戦争の騒ぎや戦争のうわさを聞いても、慌ててはいけない。そういうことは起こるに決まっているが、まだ世の終わりではない。(マルコによる福音書13章7節)

弟子たちはエルサレム神殿の壮大さに目を奪われていた。すると主イエスは、「この神殿は破壊されて、一個の石も他の石の上に積み残ることはない」と言った。彼らが驚いて、「そのことはいつ起こるのですか」と問うと、主イエスは今日の聖句を語った。

主イエスはこの世界に戦争、地震、迫害などが起こることは決まっていると言う。「決まっている」とは神の必然を示す。私たちは悲惨な出来事が起こると、何故このようなことが起こるのかと暗い気持ちになる。しかし、その原因が人間にあるにしろ、自然にあるにしろ、一切は神の御手の中にあると、主は言うのである。そして、これらのことが起こるのは世の終わりでも、終わりのしるしでもなく、神の国に生まれるための「産みの苦しみ」であると言う。神は悲惨な出来事によっても、人を「神の国」に招く。人は平穏無事な時よりも、苦難の時に、神に心を向けさせられるのである。

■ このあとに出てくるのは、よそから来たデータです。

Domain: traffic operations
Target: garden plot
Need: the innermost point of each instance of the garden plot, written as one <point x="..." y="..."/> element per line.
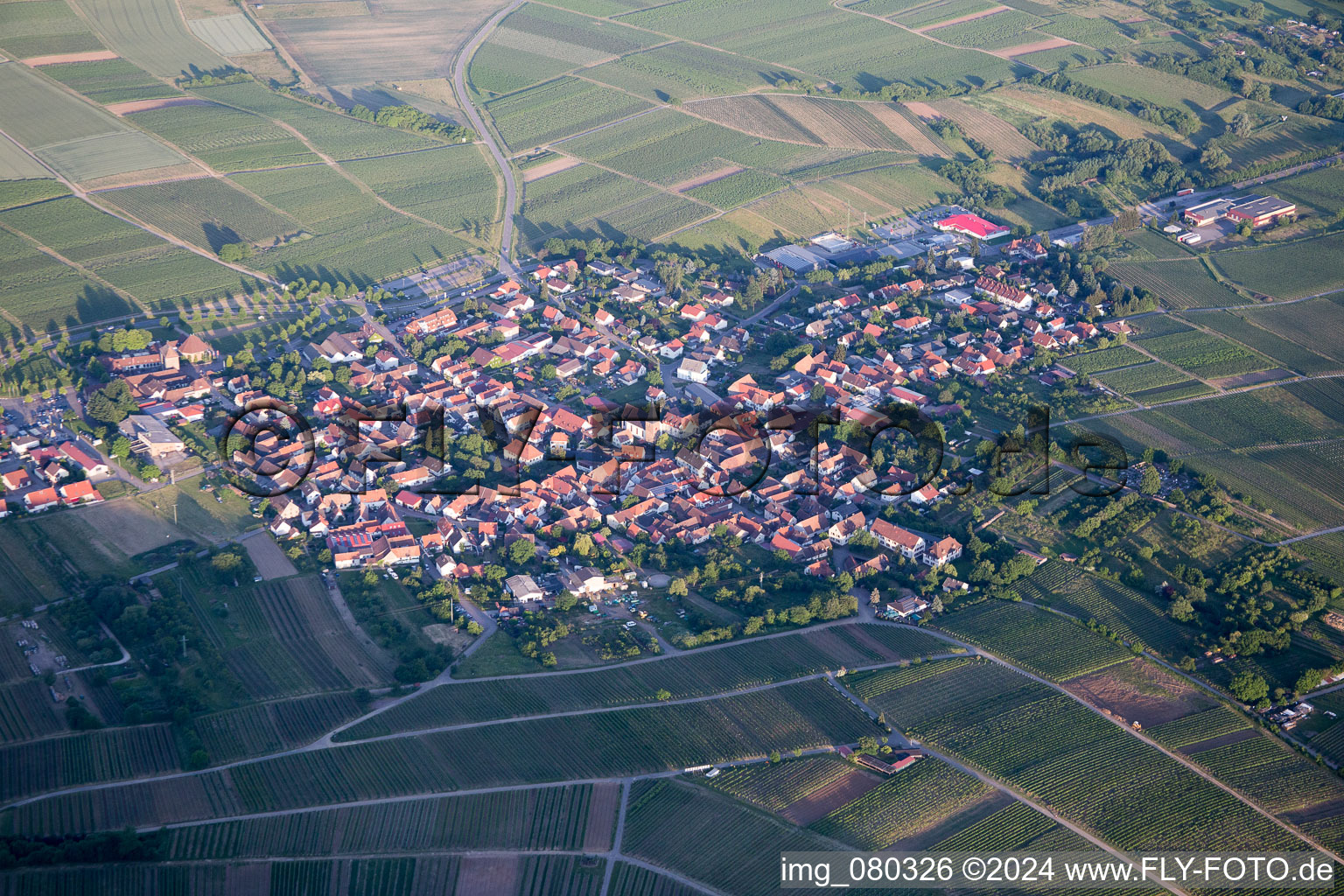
<point x="152" y="34"/>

主イエスは、この世の一切の出来事は神の支配の中にあり、神はこれらを用いて御業をなされることを語り、「最後まで耐え忍ぶ者は救われる」(13節)と言った。私たちは苦難の背後に神の意思があると信じて、希望を持って耐え忍ぶのである。仕事、子育て、介護、闘病など、今の場所を神に遣わされた場所として留まるのである。逃げ出したくなる時がある。その時、神を仰ぎ、神の支配とご計画を信じて、そこに留まり、与えられた役割を果たすのである。この世の終わりを語る主イエスは、決して隠遁者(いんとんしゃ)でも、この世を敵視する教師でもなく、最後までこの世を愛し通された方である。それゆえ、主を信じ、主に従う私たちにとって、この世の生活は決してどうでも良いものではない。

内藤淳一郎

内藤淳一郎

西南学院大学神学部卒業後、日本バプテスト連盟の教会で牧会、鹿児島大学哲学科のカトリックの神学の学びから、鹿児島ラ・サール高校でも教える。日本バプテスト連盟宣教室主事、日本バプテスト連盟常務理事を8年間務める。